Volto ao tema que inspirou o blog: a dura tarefa de transformar em texto as ideias, coordená-las e extrair o sentido e sentimento que inspiram a produção textual.
Como fui "criado" na seara jurídica não tenho como deixar de articular os elementos desta reflexão com aqueles que operam na dinâmica ensino-aprendizado no âmbito do Direito. Ainda assim, a base para o pensamento acerca da (dura) tarefa de "compor" não está no Direito, mas fora dele, e, goste-se ou não disso, tem inequívocas raízes políticas.
O primeiro passo na construção consiste em "ter uma ideia". Do que "falar", por que "falar" e para quem "falar", adverte Gustavo Bernardo, são antecedentes ao "como falar"!
Os manuais jurídicos, infelizmente, revelam-se em sua grande maioria verdadeiros cemitérios de ideias. Não se trata, em regra, da sempre difícil síntese de doutrinas e teorias, mas da simplificação aparente daquilo que, em essência, não é simplificável, o que não significa que não possa ser explicado e compreendido.
Toda linguagem, todavia, vale-se de um discurso que tem em seu alicerce determinada filosofia, ou maneira de ver as coisas, que sempre reclama outra(s) forma(s) de encarar o mesmo objeto!
A supressão dos argumentos, dos fundamentos e da filosofia que configura o eixo/estrutura de determinado objeto, a respeito do qual se pretende "escrever", não tem o poder de fazer desaparecerem as condições de possibilidade deste objeto! O desconhecimento dessas condições é uma espécie de ignorância (cegueira) que inviabiliza refletir sobre o objeto e até apreender seu sentido (ou construi-lo competentemente).
Assim, se eu não conheço o assunto de que "falo", como posso pretender explicá-lo?
Daí que à simplicidade de determinadas "explicações" dos manuais não corresponda à segurança pessoal na identificação e solução de problemas concretos pelo leitor! Pelo que se vê, somente os autores deste tipo de manual beneficiam-se da sua extraordinária difusão e as vantagens não são de outra ordem que econômicas.

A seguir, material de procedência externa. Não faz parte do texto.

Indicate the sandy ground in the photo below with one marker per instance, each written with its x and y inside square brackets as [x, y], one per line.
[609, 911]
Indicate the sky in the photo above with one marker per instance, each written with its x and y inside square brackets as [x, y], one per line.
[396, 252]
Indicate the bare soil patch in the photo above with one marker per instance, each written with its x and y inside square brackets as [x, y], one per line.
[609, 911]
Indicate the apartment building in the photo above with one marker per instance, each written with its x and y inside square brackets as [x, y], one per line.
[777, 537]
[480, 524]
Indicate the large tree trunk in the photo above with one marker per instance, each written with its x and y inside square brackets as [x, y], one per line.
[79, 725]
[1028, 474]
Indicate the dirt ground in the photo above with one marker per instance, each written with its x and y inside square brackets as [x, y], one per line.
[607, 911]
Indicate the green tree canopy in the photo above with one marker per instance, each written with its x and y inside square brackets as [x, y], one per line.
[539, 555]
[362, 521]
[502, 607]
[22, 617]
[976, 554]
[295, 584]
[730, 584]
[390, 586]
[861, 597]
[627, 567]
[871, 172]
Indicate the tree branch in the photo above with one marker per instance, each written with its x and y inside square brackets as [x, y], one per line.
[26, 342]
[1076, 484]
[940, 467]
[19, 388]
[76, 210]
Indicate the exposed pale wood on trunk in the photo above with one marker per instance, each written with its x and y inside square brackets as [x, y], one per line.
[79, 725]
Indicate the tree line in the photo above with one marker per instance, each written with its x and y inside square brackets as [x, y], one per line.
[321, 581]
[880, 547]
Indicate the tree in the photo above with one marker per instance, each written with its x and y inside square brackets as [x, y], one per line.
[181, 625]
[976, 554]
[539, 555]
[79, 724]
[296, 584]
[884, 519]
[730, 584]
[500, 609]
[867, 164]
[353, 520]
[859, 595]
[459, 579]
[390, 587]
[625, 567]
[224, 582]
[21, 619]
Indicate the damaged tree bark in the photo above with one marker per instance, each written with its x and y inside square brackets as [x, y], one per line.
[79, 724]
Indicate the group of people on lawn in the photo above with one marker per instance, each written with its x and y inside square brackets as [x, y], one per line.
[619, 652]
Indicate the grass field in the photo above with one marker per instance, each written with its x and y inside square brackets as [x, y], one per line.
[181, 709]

O citado Gustavo Bernardo, que escreve sobre o ato de produzir um texto (Redação Inquieta, Rocco, 2010), adverte para o equivalente no ensino médio e fundamental aos nossos manuais (em sua maioria, sublinho), o livro didático:
"Temo que o livro didático venha representando um tiro no próprio pé da educação. Seu inegável sucesso a partir dos anos 60 do século passado (não por acaso, a partir da ditadura militar) se acompanha, o que não é coincidência, da desqualificação salarial e moral do professor. Ao mesmo tempo, a difusão oficial do livro didático... serviu de pretexto para o desaparecimento das bibliotecas escolares. Em consequência, a longo prazo o livro didático mostra-se responsável por sufocar os demais livros e, assim, pelo desestímulo da leitura."
Não é preciso ser genial para compreender que as ideias não são fruto de geração espontânea! A leitura é imprecindível, não somente para que se saiba escrever, mas para que se saiba do que escrever. Se o conhecimento constitui uma enorme edificação para a qual cada um de nós contribui com sua medida de tijolos, massa, cálculos e projeções, conhecer o "plano geral da obra" (a filosofia na base do objeto da "fala") é essencial.
Bem, isso exige suor em proporção sempre maior que o talento. Em outras palavras: quanto maior o talento (a inspiração etc.), mais esforço é demandado. Não há, porém, nível algum de isenção de suor na tarefa difícil, mas ao mesmo tempo prazerosa de escrever.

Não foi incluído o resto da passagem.